Сучок рычал что-то ругательное, просыпался весь поселок и толпился вокруг нас, обмениваясь передовым опытом и давая рекомендации самого разного свойства. Подобные прения вызывали, кроме наших, еще только кувырканья самой Гремучки с Диким, на остальных обращали куда меньше внимания. Меня же сознание себя "приличной девушкой Сандрой" на этом сборище ввергало в краску и скованность. Наверное, именно тогда и произошел некий перелом. Смесь смущения, истерики и наслаждения загоняли Сандру в какой-то дальний темный угол, и я, как в одежду, заворачивалась в память Крадущейся, для которой наблюдать подобные сцены было привычно с детства. Через какое-то время народ немного успокоился и наши с Сучком "постельные" (а на самом деле скорее воздушные) отношения перестали быть центром всеобщего внимания. Но во мне что-то уже изменилось.
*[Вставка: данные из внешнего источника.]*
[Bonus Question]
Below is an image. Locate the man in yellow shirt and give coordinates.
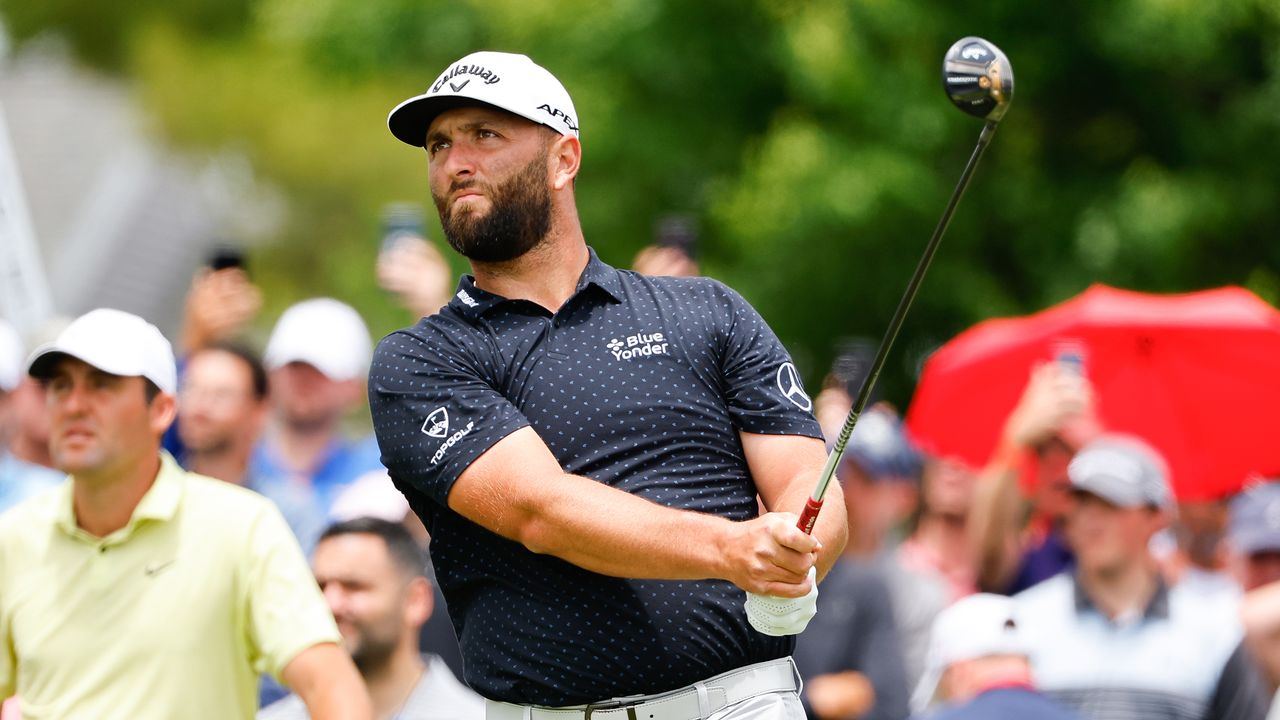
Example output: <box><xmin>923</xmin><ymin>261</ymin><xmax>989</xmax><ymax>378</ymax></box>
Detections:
<box><xmin>0</xmin><ymin>310</ymin><xmax>370</xmax><ymax>720</ymax></box>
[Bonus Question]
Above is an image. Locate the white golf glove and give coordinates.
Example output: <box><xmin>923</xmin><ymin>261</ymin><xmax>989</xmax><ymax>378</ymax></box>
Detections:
<box><xmin>746</xmin><ymin>568</ymin><xmax>818</xmax><ymax>637</ymax></box>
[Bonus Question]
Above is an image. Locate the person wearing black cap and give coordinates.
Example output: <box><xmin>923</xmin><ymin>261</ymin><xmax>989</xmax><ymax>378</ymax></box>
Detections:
<box><xmin>1015</xmin><ymin>436</ymin><xmax>1268</xmax><ymax>720</ymax></box>
<box><xmin>369</xmin><ymin>51</ymin><xmax>845</xmax><ymax>720</ymax></box>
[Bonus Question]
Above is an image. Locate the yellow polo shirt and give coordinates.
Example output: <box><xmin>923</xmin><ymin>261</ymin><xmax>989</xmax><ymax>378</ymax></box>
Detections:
<box><xmin>0</xmin><ymin>455</ymin><xmax>339</xmax><ymax>720</ymax></box>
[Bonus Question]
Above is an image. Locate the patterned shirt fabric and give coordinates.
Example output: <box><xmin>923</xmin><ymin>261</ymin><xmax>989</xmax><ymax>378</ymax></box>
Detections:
<box><xmin>1015</xmin><ymin>573</ymin><xmax>1267</xmax><ymax>720</ymax></box>
<box><xmin>0</xmin><ymin>454</ymin><xmax>340</xmax><ymax>720</ymax></box>
<box><xmin>369</xmin><ymin>245</ymin><xmax>822</xmax><ymax>706</ymax></box>
<box><xmin>257</xmin><ymin>655</ymin><xmax>484</xmax><ymax>720</ymax></box>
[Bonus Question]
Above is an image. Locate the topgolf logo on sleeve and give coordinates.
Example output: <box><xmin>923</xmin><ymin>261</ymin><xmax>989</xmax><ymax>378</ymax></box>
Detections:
<box><xmin>422</xmin><ymin>407</ymin><xmax>449</xmax><ymax>437</ymax></box>
<box><xmin>777</xmin><ymin>363</ymin><xmax>813</xmax><ymax>413</ymax></box>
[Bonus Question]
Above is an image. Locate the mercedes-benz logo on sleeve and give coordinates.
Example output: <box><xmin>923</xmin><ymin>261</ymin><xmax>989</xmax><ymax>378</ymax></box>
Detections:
<box><xmin>422</xmin><ymin>407</ymin><xmax>449</xmax><ymax>437</ymax></box>
<box><xmin>778</xmin><ymin>363</ymin><xmax>813</xmax><ymax>413</ymax></box>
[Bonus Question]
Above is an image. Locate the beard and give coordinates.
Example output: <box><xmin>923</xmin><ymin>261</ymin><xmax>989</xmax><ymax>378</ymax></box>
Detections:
<box><xmin>343</xmin><ymin>623</ymin><xmax>399</xmax><ymax>676</ymax></box>
<box><xmin>431</xmin><ymin>152</ymin><xmax>552</xmax><ymax>263</ymax></box>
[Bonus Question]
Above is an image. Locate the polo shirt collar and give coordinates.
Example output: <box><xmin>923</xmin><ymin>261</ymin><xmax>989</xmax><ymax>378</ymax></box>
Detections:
<box><xmin>56</xmin><ymin>451</ymin><xmax>186</xmax><ymax>544</ymax></box>
<box><xmin>1071</xmin><ymin>571</ymin><xmax>1169</xmax><ymax>620</ymax></box>
<box><xmin>449</xmin><ymin>246</ymin><xmax>622</xmax><ymax>318</ymax></box>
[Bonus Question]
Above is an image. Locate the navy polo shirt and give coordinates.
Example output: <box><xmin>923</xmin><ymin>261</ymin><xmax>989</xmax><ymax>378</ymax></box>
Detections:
<box><xmin>369</xmin><ymin>244</ymin><xmax>822</xmax><ymax>706</ymax></box>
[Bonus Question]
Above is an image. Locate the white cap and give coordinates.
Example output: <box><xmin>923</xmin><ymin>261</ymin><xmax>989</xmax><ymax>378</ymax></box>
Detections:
<box><xmin>0</xmin><ymin>318</ymin><xmax>27</xmax><ymax>392</ymax></box>
<box><xmin>262</xmin><ymin>297</ymin><xmax>374</xmax><ymax>380</ymax></box>
<box><xmin>387</xmin><ymin>51</ymin><xmax>577</xmax><ymax>147</ymax></box>
<box><xmin>911</xmin><ymin>593</ymin><xmax>1027</xmax><ymax>712</ymax></box>
<box><xmin>27</xmin><ymin>307</ymin><xmax>178</xmax><ymax>395</ymax></box>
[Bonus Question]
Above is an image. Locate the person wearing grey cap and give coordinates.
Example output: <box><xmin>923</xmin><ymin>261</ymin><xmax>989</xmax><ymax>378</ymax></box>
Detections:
<box><xmin>1226</xmin><ymin>479</ymin><xmax>1280</xmax><ymax>702</ymax></box>
<box><xmin>0</xmin><ymin>309</ymin><xmax>370</xmax><ymax>720</ymax></box>
<box><xmin>369</xmin><ymin>51</ymin><xmax>845</xmax><ymax>720</ymax></box>
<box><xmin>1015</xmin><ymin>434</ymin><xmax>1268</xmax><ymax>720</ymax></box>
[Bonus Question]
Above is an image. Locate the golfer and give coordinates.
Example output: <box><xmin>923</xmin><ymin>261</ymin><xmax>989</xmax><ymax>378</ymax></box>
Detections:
<box><xmin>369</xmin><ymin>53</ymin><xmax>845</xmax><ymax>720</ymax></box>
<box><xmin>0</xmin><ymin>309</ymin><xmax>371</xmax><ymax>720</ymax></box>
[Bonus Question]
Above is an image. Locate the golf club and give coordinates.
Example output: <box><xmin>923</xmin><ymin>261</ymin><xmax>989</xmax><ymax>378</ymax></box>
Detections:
<box><xmin>797</xmin><ymin>37</ymin><xmax>1014</xmax><ymax>533</ymax></box>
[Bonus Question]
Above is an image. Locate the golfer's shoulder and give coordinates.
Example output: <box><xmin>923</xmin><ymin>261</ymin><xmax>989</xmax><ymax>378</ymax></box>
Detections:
<box><xmin>618</xmin><ymin>270</ymin><xmax>750</xmax><ymax>310</ymax></box>
<box><xmin>374</xmin><ymin>307</ymin><xmax>485</xmax><ymax>366</ymax></box>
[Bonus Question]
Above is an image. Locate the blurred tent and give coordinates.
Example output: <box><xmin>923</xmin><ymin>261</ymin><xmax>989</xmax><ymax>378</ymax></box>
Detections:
<box><xmin>0</xmin><ymin>45</ymin><xmax>279</xmax><ymax>333</ymax></box>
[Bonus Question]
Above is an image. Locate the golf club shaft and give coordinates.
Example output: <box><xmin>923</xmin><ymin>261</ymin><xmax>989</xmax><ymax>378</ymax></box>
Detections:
<box><xmin>796</xmin><ymin>120</ymin><xmax>996</xmax><ymax>533</ymax></box>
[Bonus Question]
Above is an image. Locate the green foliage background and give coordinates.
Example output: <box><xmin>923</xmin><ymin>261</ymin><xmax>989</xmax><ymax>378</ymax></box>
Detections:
<box><xmin>0</xmin><ymin>0</ymin><xmax>1280</xmax><ymax>404</ymax></box>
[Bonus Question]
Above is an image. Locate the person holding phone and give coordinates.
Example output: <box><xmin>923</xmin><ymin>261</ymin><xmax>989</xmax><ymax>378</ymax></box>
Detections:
<box><xmin>378</xmin><ymin>202</ymin><xmax>454</xmax><ymax>318</ymax></box>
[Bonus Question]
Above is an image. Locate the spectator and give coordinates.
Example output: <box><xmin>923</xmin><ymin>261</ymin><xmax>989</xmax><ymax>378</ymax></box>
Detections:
<box><xmin>911</xmin><ymin>593</ymin><xmax>1079</xmax><ymax>720</ymax></box>
<box><xmin>329</xmin><ymin>469</ymin><xmax>463</xmax><ymax>676</ymax></box>
<box><xmin>178</xmin><ymin>343</ymin><xmax>268</xmax><ymax>486</ymax></box>
<box><xmin>0</xmin><ymin>320</ymin><xmax>63</xmax><ymax>512</ymax></box>
<box><xmin>794</xmin><ymin>406</ymin><xmax>921</xmax><ymax>720</ymax></box>
<box><xmin>378</xmin><ymin>234</ymin><xmax>453</xmax><ymax>318</ymax></box>
<box><xmin>259</xmin><ymin>518</ymin><xmax>484</xmax><ymax>720</ymax></box>
<box><xmin>1152</xmin><ymin>498</ymin><xmax>1240</xmax><ymax>605</ymax></box>
<box><xmin>0</xmin><ymin>310</ymin><xmax>369</xmax><ymax>720</ymax></box>
<box><xmin>163</xmin><ymin>257</ymin><xmax>262</xmax><ymax>458</ymax></box>
<box><xmin>897</xmin><ymin>457</ymin><xmax>978</xmax><ymax>602</ymax></box>
<box><xmin>250</xmin><ymin>297</ymin><xmax>381</xmax><ymax>552</ymax></box>
<box><xmin>1228</xmin><ymin>480</ymin><xmax>1280</xmax><ymax>696</ymax></box>
<box><xmin>182</xmin><ymin>266</ymin><xmax>262</xmax><ymax>355</ymax></box>
<box><xmin>840</xmin><ymin>405</ymin><xmax>947</xmax><ymax>688</ymax></box>
<box><xmin>631</xmin><ymin>214</ymin><xmax>701</xmax><ymax>278</ymax></box>
<box><xmin>1015</xmin><ymin>436</ymin><xmax>1267</xmax><ymax>720</ymax></box>
<box><xmin>969</xmin><ymin>361</ymin><xmax>1097</xmax><ymax>594</ymax></box>
<box><xmin>1228</xmin><ymin>480</ymin><xmax>1280</xmax><ymax>591</ymax></box>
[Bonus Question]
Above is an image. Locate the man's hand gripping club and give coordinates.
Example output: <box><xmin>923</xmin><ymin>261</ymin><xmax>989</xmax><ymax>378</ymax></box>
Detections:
<box><xmin>731</xmin><ymin>512</ymin><xmax>822</xmax><ymax>635</ymax></box>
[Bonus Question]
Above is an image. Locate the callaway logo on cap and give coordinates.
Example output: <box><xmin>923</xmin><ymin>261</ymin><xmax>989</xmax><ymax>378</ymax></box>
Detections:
<box><xmin>387</xmin><ymin>51</ymin><xmax>579</xmax><ymax>147</ymax></box>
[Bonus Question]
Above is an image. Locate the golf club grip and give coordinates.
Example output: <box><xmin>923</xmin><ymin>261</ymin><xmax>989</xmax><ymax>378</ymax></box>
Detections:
<box><xmin>796</xmin><ymin>497</ymin><xmax>822</xmax><ymax>536</ymax></box>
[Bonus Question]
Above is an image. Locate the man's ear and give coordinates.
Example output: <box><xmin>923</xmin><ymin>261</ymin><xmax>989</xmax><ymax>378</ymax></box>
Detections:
<box><xmin>404</xmin><ymin>578</ymin><xmax>435</xmax><ymax>628</ymax></box>
<box><xmin>147</xmin><ymin>392</ymin><xmax>178</xmax><ymax>437</ymax></box>
<box><xmin>548</xmin><ymin>133</ymin><xmax>582</xmax><ymax>191</ymax></box>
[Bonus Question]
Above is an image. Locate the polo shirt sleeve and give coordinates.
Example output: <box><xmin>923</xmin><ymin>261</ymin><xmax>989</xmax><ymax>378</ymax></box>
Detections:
<box><xmin>369</xmin><ymin>324</ymin><xmax>529</xmax><ymax>506</ymax></box>
<box><xmin>713</xmin><ymin>282</ymin><xmax>822</xmax><ymax>439</ymax></box>
<box><xmin>242</xmin><ymin>501</ymin><xmax>342</xmax><ymax>680</ymax></box>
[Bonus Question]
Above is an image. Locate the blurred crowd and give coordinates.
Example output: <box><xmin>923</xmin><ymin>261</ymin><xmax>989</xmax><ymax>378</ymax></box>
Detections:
<box><xmin>0</xmin><ymin>228</ymin><xmax>1280</xmax><ymax>720</ymax></box>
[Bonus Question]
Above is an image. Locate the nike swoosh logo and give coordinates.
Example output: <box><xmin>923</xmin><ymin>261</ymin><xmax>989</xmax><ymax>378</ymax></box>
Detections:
<box><xmin>142</xmin><ymin>560</ymin><xmax>174</xmax><ymax>578</ymax></box>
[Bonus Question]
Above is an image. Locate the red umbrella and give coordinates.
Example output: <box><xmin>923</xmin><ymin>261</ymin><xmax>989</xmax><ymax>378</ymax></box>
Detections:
<box><xmin>906</xmin><ymin>284</ymin><xmax>1280</xmax><ymax>500</ymax></box>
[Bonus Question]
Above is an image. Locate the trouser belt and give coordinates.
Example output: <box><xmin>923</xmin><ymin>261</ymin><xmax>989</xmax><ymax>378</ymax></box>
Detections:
<box><xmin>485</xmin><ymin>657</ymin><xmax>800</xmax><ymax>720</ymax></box>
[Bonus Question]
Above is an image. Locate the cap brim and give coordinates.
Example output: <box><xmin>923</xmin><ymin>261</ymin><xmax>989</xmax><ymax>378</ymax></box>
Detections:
<box><xmin>387</xmin><ymin>95</ymin><xmax>511</xmax><ymax>147</ymax></box>
<box><xmin>27</xmin><ymin>345</ymin><xmax>71</xmax><ymax>380</ymax></box>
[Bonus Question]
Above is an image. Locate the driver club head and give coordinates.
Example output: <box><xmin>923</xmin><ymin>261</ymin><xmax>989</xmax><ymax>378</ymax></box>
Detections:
<box><xmin>942</xmin><ymin>36</ymin><xmax>1014</xmax><ymax>123</ymax></box>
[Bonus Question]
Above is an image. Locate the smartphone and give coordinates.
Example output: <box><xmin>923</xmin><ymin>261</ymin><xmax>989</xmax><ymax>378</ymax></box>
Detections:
<box><xmin>1053</xmin><ymin>341</ymin><xmax>1084</xmax><ymax>378</ymax></box>
<box><xmin>380</xmin><ymin>202</ymin><xmax>426</xmax><ymax>251</ymax></box>
<box><xmin>207</xmin><ymin>245</ymin><xmax>248</xmax><ymax>273</ymax></box>
<box><xmin>654</xmin><ymin>214</ymin><xmax>698</xmax><ymax>260</ymax></box>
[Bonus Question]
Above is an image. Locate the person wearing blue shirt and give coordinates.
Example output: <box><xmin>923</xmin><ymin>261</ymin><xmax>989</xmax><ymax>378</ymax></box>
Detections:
<box><xmin>248</xmin><ymin>297</ymin><xmax>381</xmax><ymax>553</ymax></box>
<box><xmin>369</xmin><ymin>53</ymin><xmax>846</xmax><ymax>720</ymax></box>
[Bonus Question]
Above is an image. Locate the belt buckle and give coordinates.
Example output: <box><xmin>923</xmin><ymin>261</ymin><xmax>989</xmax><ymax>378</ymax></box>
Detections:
<box><xmin>582</xmin><ymin>694</ymin><xmax>646</xmax><ymax>720</ymax></box>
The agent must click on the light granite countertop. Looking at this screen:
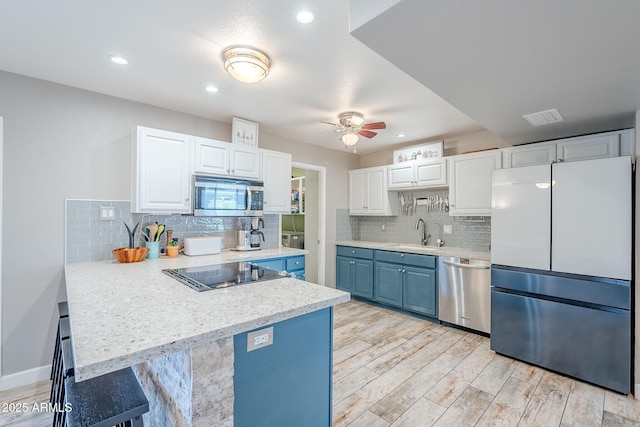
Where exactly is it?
[336,240,491,261]
[64,248,350,381]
Ткацкий станок стал еще одним общим делом поселка. Изготовить что-нибудь существенное на нем в первый сезон не удалось — заготовленного льна хватило только на опыты да на всякую мелочь. Девушки ждали следующего сухого сезона, вспоминая все виденные поляны, где рос лен, а я уже вернулась мыслями к белым парусам над волнами. Хорошо бы собрать килевой катамаран, с ним Сандра, по крайней мере когда-то, неплохо управлялась. Получалось, что путь к морским путешествиям лежит через развитие химических технологий. Если киль изготовить из эпоксидной смолы, в которую слоями крест-накрест уложены листья тростника, должно получиться нечто похожее на текстолит. Вполне достойный материал, а для жесткости заливать такой киль можно прямо на основании мачты, так, может быть, удастся обойтись без единого гвоздя за неимением таковых, равно как и саморезов и прочих шурупов. Я придумала себе небольшой катамаран, шагов десять в длину, с пластиковым килем примерно в мой рост и с бермудским парусным вооружением (не на веслах же идти через океанский пролив). На поплавки пустим пропитанные смолой стебли тростника. И вот к началу этого круга все детали мозаики сошлись, требуемые технологии готовы. Весь сезон дождей мы с девочками провели за прялкой и ткацким станком. Стоило мне намекнуть, что веревки и ткань понадобятся, чтобы добраться до "охотников из береговых племен", как к станку сразу образовалась очередь желающих поучаствовать в приближении момента "выхода в свет". Надеюсь, полотна хватит на парус. Пора!